The intensity distribution of the light in the image plane, the so-called aerial image, is obtained by inverse Fourier transformation and by an integration over the angular range that is used to illuminate the mask. The projected light, the aerial image, provides very useful information regarding the performance of a lithographic process. The basic structure of the letters, especially of lines or "I"s is clearly transferred by the projection system. However, some details of the mask layout such as the ends of lines (upper and lower part of the "I"s) and contact holes (inner parts of the "B") are blurred.

The lower part of Fig. 1 shows the status of the photoresist during the processing steps. In modern chemically amplified resists, the incident light generates a certain amount of photoacid in the exposed areas. Heating of the photoresist following post-exposure bake results in an acid-catalyzed decomposition of dissolution inhibitors. These inhibitors make the resist almost not dissolvable in the dark unexposed areas, whereas the light/acid-catalyzed decomposition renders the resist material dissolvable in the bright/exposed areas. The resulting shape of the resist after development can be observed in the lower left part of the figure.

Optimizing process parameters

Predictive lithography simulation models and software implementations can be used for the optimization of process parameters.
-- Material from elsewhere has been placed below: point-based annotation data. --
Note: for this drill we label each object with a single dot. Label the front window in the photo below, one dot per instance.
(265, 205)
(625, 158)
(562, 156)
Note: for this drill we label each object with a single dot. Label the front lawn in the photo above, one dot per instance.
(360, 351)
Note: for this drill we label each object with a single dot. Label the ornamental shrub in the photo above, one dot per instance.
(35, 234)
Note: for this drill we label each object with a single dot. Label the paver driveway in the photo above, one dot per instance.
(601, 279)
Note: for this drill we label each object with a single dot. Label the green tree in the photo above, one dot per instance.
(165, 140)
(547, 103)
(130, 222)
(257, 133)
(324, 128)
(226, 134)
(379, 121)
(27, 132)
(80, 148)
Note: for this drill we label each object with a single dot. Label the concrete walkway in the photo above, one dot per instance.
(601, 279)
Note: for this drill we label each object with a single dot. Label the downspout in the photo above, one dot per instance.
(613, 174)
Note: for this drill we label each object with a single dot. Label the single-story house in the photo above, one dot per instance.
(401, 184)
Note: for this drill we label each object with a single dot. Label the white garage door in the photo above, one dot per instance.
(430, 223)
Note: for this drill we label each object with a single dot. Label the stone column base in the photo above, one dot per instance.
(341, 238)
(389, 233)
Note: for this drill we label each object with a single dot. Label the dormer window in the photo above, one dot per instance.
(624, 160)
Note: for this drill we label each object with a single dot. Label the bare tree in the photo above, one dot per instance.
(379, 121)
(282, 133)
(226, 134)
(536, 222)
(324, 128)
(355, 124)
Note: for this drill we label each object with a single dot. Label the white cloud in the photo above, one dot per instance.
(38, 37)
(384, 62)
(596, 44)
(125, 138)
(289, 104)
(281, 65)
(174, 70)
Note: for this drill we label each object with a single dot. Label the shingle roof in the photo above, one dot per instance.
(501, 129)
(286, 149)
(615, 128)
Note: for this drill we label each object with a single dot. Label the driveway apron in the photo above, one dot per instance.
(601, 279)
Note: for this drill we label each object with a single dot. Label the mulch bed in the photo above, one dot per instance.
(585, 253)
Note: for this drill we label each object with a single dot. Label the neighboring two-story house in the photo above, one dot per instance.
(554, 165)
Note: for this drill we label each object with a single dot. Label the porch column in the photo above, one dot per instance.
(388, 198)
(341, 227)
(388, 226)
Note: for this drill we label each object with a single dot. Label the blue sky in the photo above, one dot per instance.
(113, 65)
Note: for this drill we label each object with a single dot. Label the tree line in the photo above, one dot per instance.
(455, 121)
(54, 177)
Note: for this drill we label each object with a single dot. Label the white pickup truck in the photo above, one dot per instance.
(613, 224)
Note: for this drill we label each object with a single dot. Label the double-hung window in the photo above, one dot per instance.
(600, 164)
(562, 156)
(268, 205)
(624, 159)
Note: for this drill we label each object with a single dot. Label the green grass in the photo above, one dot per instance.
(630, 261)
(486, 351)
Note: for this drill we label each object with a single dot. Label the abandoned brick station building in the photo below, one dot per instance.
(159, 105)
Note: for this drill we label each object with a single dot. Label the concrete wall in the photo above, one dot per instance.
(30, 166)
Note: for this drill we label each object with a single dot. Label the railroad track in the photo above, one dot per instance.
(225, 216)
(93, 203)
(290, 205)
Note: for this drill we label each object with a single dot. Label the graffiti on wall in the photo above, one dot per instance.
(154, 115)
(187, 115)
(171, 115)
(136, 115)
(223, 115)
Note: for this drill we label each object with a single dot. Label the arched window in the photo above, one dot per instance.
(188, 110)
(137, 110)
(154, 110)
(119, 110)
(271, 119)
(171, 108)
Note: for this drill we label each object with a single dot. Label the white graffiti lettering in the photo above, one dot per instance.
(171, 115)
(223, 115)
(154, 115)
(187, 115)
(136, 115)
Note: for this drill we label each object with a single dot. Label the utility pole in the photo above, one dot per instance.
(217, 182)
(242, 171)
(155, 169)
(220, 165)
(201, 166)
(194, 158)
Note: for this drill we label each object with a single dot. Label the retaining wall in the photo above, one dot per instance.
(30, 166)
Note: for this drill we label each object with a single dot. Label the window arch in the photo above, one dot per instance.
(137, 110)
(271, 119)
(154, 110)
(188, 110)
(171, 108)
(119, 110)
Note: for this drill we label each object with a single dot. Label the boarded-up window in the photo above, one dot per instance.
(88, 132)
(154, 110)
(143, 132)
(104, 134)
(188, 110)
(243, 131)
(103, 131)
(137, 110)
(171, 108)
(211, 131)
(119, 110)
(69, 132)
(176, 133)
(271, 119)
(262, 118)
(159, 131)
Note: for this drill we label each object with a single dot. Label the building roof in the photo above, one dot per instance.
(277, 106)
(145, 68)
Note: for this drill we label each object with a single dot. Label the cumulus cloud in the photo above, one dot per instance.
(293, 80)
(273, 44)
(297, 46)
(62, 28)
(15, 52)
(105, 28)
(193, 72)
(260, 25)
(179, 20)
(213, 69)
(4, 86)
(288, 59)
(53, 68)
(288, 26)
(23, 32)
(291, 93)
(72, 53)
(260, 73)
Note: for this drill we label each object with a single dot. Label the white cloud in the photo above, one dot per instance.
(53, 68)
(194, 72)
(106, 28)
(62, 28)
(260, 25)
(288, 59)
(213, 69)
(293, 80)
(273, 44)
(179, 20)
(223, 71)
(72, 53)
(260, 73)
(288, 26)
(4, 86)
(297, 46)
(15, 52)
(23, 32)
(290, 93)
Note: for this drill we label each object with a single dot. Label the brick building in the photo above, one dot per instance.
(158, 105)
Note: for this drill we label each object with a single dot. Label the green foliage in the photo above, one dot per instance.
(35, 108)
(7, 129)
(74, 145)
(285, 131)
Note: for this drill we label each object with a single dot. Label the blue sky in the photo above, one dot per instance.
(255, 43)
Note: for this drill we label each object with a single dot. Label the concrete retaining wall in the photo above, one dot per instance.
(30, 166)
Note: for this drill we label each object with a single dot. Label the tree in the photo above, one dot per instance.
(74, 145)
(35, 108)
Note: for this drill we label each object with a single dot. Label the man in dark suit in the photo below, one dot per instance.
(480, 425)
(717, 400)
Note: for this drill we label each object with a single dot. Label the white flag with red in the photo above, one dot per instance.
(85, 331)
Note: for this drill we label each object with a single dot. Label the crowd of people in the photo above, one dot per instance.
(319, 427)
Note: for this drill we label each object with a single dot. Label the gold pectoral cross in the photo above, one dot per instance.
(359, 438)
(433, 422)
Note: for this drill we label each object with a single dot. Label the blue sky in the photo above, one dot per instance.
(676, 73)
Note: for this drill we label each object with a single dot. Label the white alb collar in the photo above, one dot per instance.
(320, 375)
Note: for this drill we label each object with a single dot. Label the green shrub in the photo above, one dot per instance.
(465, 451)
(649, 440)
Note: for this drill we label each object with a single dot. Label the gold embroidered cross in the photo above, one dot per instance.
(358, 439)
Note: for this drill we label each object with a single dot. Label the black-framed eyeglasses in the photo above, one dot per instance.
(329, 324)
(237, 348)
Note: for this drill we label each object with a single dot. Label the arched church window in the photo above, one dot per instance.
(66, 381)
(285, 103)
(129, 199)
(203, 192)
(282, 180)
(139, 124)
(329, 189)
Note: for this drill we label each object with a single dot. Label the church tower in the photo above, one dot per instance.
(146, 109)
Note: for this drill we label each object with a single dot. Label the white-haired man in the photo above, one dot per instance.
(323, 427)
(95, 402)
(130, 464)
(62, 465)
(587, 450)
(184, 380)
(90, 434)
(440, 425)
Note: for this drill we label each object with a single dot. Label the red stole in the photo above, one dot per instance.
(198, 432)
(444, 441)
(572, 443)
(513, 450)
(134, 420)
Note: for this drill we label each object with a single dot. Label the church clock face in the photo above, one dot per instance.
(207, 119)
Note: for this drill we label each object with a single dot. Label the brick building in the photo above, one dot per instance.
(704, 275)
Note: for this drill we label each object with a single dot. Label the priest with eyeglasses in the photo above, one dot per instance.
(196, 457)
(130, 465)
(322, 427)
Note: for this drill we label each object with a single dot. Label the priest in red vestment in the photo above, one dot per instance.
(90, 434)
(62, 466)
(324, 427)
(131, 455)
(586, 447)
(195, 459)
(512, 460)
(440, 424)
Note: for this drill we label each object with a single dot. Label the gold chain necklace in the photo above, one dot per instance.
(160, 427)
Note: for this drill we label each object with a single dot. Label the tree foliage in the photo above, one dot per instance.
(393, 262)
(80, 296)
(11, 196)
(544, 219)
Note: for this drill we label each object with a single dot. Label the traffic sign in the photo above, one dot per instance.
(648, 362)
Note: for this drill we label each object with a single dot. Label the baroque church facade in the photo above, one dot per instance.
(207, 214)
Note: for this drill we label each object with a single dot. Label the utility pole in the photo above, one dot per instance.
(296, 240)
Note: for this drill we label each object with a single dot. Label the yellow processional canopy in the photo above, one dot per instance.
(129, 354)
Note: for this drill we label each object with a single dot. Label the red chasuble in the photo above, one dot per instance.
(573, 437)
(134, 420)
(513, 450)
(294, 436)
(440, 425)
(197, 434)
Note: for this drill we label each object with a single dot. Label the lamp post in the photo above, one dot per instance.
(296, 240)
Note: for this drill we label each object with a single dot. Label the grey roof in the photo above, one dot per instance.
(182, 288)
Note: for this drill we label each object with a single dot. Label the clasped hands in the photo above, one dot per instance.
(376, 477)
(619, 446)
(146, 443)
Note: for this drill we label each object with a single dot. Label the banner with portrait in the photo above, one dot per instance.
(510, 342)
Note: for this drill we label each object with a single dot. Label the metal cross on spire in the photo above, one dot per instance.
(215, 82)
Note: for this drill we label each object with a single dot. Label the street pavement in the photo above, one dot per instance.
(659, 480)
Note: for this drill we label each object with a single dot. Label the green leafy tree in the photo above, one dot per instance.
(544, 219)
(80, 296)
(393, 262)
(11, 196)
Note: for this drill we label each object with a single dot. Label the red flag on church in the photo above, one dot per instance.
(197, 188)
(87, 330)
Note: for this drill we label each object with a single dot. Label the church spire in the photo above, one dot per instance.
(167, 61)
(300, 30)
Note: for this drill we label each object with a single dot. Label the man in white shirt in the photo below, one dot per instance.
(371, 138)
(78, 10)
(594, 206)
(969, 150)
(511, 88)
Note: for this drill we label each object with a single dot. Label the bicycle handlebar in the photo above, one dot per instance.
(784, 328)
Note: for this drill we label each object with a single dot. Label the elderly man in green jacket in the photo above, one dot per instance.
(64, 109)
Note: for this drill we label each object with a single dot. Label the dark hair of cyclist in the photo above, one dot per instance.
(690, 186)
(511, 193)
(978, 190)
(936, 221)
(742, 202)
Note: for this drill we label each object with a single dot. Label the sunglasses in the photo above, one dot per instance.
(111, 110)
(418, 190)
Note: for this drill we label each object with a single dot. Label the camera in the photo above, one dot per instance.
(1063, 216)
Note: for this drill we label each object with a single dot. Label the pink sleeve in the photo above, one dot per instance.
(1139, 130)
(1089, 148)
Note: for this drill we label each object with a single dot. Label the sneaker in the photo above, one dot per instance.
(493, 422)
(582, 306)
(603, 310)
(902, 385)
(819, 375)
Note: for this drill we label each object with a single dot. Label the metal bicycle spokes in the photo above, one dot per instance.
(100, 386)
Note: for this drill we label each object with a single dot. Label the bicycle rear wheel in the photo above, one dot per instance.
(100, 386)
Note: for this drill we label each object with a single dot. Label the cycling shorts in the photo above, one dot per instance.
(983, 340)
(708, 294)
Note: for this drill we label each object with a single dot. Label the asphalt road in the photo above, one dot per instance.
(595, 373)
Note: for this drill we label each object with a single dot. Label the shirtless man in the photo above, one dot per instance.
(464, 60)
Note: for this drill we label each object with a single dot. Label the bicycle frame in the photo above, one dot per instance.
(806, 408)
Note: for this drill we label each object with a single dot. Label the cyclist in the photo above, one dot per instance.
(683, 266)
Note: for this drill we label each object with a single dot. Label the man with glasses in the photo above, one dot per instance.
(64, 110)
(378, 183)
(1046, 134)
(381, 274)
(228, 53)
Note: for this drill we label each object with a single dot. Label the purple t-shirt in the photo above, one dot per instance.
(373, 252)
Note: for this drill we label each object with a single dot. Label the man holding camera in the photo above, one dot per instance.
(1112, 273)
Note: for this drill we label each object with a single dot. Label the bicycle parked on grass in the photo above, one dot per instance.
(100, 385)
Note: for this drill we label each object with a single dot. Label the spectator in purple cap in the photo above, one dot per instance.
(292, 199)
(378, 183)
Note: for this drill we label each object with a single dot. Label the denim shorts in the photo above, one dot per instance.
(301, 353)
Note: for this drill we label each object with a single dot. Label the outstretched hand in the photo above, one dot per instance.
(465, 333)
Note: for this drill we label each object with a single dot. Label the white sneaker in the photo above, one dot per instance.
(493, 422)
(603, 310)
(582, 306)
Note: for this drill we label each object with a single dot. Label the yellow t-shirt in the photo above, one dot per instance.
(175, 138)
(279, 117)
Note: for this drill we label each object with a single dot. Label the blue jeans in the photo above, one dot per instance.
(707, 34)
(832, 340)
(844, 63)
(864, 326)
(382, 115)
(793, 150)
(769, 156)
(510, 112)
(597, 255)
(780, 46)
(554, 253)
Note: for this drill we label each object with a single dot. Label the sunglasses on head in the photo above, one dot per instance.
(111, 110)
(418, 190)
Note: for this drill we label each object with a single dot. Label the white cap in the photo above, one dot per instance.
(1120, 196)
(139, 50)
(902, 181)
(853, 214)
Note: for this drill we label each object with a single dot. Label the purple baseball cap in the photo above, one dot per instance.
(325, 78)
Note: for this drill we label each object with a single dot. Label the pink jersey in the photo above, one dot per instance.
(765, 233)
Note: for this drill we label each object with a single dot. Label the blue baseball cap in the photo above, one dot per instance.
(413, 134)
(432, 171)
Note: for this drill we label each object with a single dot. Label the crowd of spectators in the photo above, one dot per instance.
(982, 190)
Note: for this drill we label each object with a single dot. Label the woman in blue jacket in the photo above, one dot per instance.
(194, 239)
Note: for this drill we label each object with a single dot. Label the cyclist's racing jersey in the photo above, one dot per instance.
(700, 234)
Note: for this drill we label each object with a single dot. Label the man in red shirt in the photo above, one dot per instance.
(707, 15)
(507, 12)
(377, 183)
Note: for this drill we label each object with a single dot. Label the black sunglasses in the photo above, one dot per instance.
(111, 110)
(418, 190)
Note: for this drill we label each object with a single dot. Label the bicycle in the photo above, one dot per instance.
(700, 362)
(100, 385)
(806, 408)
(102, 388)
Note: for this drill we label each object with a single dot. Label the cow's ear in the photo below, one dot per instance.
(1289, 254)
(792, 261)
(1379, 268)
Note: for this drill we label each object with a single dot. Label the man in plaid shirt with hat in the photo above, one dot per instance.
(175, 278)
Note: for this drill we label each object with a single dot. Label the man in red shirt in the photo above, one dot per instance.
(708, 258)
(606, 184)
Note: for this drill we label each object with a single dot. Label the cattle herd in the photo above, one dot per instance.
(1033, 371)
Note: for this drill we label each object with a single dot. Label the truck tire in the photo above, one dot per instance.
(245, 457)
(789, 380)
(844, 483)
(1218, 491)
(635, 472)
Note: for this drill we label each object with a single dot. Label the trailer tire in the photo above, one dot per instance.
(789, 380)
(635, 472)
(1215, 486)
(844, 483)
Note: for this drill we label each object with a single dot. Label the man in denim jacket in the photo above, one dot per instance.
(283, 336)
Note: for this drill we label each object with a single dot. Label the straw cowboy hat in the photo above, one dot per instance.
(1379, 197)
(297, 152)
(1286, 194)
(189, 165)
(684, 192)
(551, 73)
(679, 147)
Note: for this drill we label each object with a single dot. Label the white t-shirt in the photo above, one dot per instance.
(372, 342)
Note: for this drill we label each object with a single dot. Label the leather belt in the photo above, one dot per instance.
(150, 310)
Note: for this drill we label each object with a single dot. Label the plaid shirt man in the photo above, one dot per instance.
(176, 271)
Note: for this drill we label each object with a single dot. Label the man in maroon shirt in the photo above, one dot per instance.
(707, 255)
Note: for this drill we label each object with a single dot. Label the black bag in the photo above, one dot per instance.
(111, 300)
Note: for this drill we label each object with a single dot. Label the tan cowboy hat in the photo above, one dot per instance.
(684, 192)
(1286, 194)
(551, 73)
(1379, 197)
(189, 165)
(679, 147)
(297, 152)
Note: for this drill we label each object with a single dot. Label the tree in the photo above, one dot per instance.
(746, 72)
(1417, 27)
Optical resolution-enhancement techniques that modify the layout of the mask—such as optical proximity correction (OPC) and phase- shift masks (PSM)—and the geometry of the illumination, such as off-axis illumination (OAI), are characterized by many free parameters. The optimization of the large number of mask and illumination options and parameters requires the application of robust and versatile optimization algorithms. Recently, the application of genetic algorithms for the optimization of mask and source geometries was proposed.2 The concept's potential was demonstrated by the automatic generation of mask layouts and illumination geometries for the patterning of simple features such as lines/spaces and contact holes.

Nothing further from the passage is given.